Looking for a delicious, protein-packed, and entirely plant-based snack or meal? These vegan chickpea balls are just what you need!
Crispy on the outside and tender on the inside, they bring the perfect blend of flavors and textures. Made primarily with chickpeas, fresh herbs, and simple pantry staples, these balls are incredibly versatile — perfect as appetizers, packed lunches, or even a main dish when paired with your favorite sides.

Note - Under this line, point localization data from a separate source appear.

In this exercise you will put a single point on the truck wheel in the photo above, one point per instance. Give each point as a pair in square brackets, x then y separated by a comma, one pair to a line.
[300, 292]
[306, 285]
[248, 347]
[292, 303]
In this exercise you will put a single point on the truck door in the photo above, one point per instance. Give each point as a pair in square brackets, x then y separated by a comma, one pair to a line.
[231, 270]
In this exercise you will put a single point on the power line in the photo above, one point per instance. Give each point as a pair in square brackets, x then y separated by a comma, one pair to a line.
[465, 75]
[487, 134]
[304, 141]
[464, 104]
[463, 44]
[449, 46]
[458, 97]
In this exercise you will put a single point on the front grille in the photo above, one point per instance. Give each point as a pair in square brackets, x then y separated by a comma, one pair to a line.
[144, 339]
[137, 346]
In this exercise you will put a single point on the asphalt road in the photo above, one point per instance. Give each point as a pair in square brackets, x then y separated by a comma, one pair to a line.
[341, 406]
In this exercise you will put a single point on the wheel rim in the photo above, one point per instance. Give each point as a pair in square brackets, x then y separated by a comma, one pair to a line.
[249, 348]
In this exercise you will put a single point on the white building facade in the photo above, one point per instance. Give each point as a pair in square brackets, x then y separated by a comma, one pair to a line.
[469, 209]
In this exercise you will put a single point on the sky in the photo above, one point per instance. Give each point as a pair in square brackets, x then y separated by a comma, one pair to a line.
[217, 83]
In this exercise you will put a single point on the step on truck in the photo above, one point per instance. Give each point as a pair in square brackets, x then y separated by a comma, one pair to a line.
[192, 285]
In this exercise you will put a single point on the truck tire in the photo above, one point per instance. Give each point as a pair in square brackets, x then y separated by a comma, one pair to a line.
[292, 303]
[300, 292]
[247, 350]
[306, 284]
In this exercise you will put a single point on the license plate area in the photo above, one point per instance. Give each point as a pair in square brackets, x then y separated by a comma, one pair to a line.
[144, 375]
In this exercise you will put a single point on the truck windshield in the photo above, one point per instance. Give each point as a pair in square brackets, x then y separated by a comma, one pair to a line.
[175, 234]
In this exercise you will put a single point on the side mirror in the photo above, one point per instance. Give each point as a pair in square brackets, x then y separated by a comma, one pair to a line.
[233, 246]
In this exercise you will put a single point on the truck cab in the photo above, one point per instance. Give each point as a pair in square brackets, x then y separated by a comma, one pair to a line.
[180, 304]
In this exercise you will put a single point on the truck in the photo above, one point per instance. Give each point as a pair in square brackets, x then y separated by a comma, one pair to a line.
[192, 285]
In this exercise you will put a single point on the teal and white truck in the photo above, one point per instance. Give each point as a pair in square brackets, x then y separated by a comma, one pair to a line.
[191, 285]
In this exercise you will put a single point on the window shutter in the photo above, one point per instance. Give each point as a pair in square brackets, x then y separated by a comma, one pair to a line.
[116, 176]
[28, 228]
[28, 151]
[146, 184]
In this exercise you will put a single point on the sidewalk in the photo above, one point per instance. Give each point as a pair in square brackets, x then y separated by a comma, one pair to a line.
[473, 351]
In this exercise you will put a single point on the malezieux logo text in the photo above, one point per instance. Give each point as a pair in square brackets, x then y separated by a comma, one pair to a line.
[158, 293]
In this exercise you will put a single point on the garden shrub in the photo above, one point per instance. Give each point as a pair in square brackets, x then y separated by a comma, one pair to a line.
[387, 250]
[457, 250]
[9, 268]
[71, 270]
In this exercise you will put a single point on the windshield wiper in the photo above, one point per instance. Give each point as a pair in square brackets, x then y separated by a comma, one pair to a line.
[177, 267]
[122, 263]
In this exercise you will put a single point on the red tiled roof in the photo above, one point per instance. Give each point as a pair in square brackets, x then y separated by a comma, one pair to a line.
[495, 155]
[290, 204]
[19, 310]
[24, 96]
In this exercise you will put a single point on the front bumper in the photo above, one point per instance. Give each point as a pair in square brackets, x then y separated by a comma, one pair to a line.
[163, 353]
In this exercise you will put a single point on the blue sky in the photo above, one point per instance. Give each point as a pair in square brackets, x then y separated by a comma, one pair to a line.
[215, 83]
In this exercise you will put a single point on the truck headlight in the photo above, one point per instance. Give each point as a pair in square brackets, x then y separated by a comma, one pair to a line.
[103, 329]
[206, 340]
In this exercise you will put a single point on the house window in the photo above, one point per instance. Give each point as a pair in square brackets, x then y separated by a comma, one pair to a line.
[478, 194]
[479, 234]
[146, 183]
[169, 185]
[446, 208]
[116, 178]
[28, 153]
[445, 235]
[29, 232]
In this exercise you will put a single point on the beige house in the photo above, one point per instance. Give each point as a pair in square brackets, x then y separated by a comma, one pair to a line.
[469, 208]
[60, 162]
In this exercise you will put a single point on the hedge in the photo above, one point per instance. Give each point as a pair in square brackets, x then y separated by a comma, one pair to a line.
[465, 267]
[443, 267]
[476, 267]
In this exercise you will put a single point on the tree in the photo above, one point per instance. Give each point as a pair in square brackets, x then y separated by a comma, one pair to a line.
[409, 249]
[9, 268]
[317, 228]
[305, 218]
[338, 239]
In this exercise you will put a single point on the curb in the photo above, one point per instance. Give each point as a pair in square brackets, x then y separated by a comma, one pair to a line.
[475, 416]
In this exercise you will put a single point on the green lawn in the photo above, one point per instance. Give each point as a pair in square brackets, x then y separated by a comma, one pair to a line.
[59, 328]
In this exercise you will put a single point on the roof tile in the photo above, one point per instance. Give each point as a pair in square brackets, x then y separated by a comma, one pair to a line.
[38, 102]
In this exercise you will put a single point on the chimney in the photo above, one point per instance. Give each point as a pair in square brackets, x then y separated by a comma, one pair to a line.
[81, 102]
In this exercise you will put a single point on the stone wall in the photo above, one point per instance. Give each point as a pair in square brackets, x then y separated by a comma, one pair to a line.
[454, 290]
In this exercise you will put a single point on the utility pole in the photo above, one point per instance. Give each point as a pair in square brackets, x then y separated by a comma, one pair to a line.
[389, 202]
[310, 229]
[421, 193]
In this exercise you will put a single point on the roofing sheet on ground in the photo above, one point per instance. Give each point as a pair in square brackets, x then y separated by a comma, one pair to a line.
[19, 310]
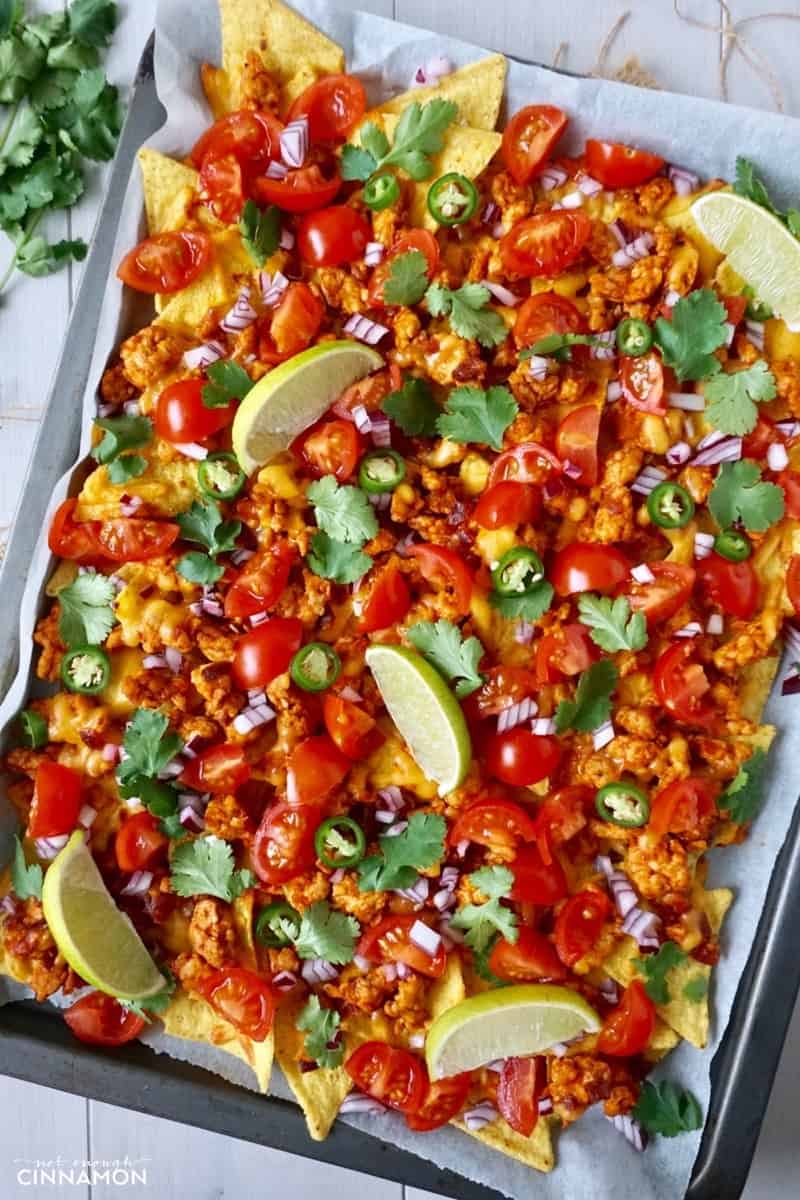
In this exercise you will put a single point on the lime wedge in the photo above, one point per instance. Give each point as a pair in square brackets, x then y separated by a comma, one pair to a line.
[504, 1024]
[426, 713]
[293, 396]
[95, 937]
[758, 247]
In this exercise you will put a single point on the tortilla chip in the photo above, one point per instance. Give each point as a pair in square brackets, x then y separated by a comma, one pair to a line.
[535, 1151]
[476, 89]
[192, 1019]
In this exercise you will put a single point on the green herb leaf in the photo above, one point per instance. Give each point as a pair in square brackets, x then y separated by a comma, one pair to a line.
[86, 610]
[612, 623]
[453, 657]
[697, 328]
[740, 495]
[591, 705]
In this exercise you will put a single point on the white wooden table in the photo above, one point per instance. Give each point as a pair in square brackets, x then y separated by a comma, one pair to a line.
[41, 1125]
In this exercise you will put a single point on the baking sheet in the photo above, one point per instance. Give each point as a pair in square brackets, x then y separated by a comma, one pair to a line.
[701, 135]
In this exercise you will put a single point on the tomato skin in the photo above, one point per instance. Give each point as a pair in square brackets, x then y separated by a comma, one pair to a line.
[389, 942]
[734, 587]
[576, 443]
[441, 565]
[493, 822]
[166, 263]
[388, 603]
[665, 595]
[579, 923]
[284, 841]
[334, 106]
[314, 768]
[353, 731]
[56, 801]
[683, 807]
[531, 957]
[139, 844]
[643, 383]
[529, 138]
[518, 1087]
[588, 567]
[242, 999]
[545, 313]
[536, 881]
[335, 235]
[396, 1078]
[615, 165]
[100, 1020]
[220, 769]
[507, 504]
[182, 417]
[630, 1025]
[262, 581]
[545, 244]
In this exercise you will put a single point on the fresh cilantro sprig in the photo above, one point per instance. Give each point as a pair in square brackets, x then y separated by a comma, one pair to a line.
[320, 1026]
[667, 1109]
[205, 867]
[475, 415]
[612, 624]
[419, 135]
[467, 309]
[86, 605]
[481, 922]
[697, 328]
[419, 846]
[655, 969]
[739, 493]
[455, 657]
[731, 400]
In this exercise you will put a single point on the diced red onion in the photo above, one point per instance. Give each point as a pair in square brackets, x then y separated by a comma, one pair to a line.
[364, 329]
[202, 357]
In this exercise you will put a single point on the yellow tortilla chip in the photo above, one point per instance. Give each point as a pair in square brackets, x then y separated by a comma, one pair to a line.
[193, 1020]
[476, 89]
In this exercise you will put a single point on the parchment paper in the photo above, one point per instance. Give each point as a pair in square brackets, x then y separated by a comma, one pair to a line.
[702, 135]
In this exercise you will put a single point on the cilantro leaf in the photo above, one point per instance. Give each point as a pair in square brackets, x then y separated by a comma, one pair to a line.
[205, 867]
[697, 328]
[453, 657]
[731, 399]
[26, 881]
[420, 845]
[667, 1109]
[342, 511]
[591, 703]
[612, 623]
[740, 495]
[413, 408]
[743, 796]
[468, 313]
[320, 1026]
[86, 610]
[408, 279]
[229, 381]
[260, 231]
[655, 969]
[475, 415]
[326, 934]
[480, 922]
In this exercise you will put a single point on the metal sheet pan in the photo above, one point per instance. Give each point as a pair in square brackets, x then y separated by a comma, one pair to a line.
[35, 1044]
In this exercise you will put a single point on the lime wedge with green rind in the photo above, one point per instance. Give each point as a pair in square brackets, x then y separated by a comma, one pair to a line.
[758, 246]
[293, 396]
[95, 937]
[506, 1023]
[426, 713]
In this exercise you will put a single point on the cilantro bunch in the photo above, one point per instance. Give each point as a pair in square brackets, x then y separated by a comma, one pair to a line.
[56, 109]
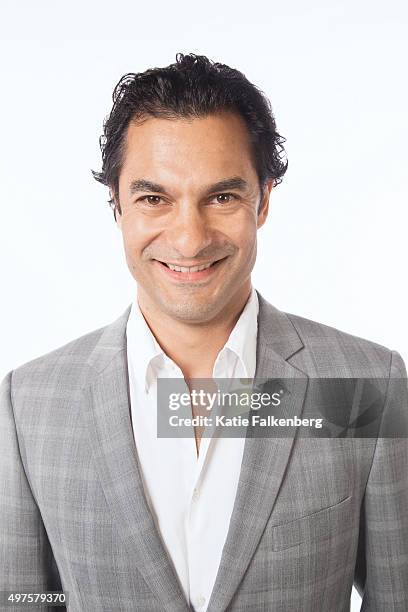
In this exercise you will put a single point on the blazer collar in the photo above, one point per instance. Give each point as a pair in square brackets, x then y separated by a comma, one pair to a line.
[275, 331]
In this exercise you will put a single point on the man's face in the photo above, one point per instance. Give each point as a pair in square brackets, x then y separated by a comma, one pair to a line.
[175, 210]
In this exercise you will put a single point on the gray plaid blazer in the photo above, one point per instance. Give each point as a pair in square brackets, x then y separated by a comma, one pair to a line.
[311, 517]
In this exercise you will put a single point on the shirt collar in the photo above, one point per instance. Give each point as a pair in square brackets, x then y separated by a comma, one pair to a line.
[144, 350]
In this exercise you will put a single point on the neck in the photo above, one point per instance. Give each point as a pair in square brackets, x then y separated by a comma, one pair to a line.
[194, 347]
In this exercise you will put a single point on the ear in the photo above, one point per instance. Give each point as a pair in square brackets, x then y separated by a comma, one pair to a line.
[264, 204]
[116, 209]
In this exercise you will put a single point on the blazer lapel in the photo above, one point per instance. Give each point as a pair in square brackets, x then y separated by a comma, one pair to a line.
[264, 459]
[263, 466]
[110, 434]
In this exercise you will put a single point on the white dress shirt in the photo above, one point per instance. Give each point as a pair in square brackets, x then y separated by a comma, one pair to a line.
[191, 498]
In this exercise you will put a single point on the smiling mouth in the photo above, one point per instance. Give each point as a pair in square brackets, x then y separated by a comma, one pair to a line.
[190, 269]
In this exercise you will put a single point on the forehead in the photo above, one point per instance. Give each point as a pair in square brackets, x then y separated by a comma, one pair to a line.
[188, 149]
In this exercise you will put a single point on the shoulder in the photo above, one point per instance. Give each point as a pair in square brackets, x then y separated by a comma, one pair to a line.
[69, 365]
[67, 360]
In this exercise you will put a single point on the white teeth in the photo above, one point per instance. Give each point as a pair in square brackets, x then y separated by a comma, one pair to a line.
[192, 269]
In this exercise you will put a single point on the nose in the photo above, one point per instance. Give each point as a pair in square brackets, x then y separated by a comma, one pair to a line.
[189, 232]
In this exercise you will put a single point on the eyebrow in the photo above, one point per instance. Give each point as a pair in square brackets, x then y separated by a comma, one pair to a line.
[235, 182]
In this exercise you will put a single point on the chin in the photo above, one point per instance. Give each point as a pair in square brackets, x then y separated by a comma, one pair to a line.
[191, 312]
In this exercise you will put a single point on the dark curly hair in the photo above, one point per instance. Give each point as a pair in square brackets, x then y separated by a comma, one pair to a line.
[194, 86]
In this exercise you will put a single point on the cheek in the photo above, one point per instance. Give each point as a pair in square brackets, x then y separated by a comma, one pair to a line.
[135, 236]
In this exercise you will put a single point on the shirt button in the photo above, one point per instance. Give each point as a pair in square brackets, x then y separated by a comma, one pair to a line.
[200, 601]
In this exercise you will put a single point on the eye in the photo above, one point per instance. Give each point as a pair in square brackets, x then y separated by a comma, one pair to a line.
[152, 200]
[225, 198]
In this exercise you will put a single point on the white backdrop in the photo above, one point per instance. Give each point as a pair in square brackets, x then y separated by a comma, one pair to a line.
[334, 248]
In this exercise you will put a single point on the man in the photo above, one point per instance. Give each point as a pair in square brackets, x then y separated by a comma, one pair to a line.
[94, 502]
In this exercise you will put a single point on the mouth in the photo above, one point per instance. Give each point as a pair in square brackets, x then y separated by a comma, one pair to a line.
[190, 273]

Whether you’re vegan, vegetarian, or simply looking to add more plant-based meals into your diet, this recipe will become a staple in your kitchen.
Not only are these chickpea balls easy to prepare, but they also incorporate wholesome ingredients that nourish your body and satisfy your taste buds. So grab your apron and get ready to whip up a batch of these tasty treats that everyone will love!
Why You’ll Love This Recipe
Flavorful and nutritious: Chickpeas are a fantastic source of protein and fiber, making these balls as good for your health as they are for your palate.
Easy to customize: Add spices, herbs, or dipping sauces to suit your taste, or make them gluten-free by swapping breadcrumbs.
Perfect for any occasion: Serve them as party appetizers, in wraps, or alongside a fresh salad for a hearty meal.
Plus, they’re vegan-friendly, making them a great choice for anyone seeking plant-based options.
Ingredients
- 1 can (15 oz) chickpeas, drained and rinsed
- 1/2 cup breadcrumbs (use gluten-free if preferred)
- 1/4 cup finely chopped onion
- 2 cloves garlic, minced
- 2 tablespoons fresh parsley, finely chopped
- 2 tablespoons ground flaxseed mixed with 6 tablespoons water (flax egg)
- 1 teaspoon ground cumin
- 1/2 teaspoon smoked paprika
- 1/2 teaspoon salt
- 1/4 teaspoon black pepper
- 2 tablespoons olive oil, for frying
- Optional: pinch of chili flakes for heat
Equipment
- Food processor or blender
- Mixing bowl
- Measuring cups and spoons
- Non-stick skillet or frying pan
- Spatula or tongs
- Baking sheet (if baking instead of frying)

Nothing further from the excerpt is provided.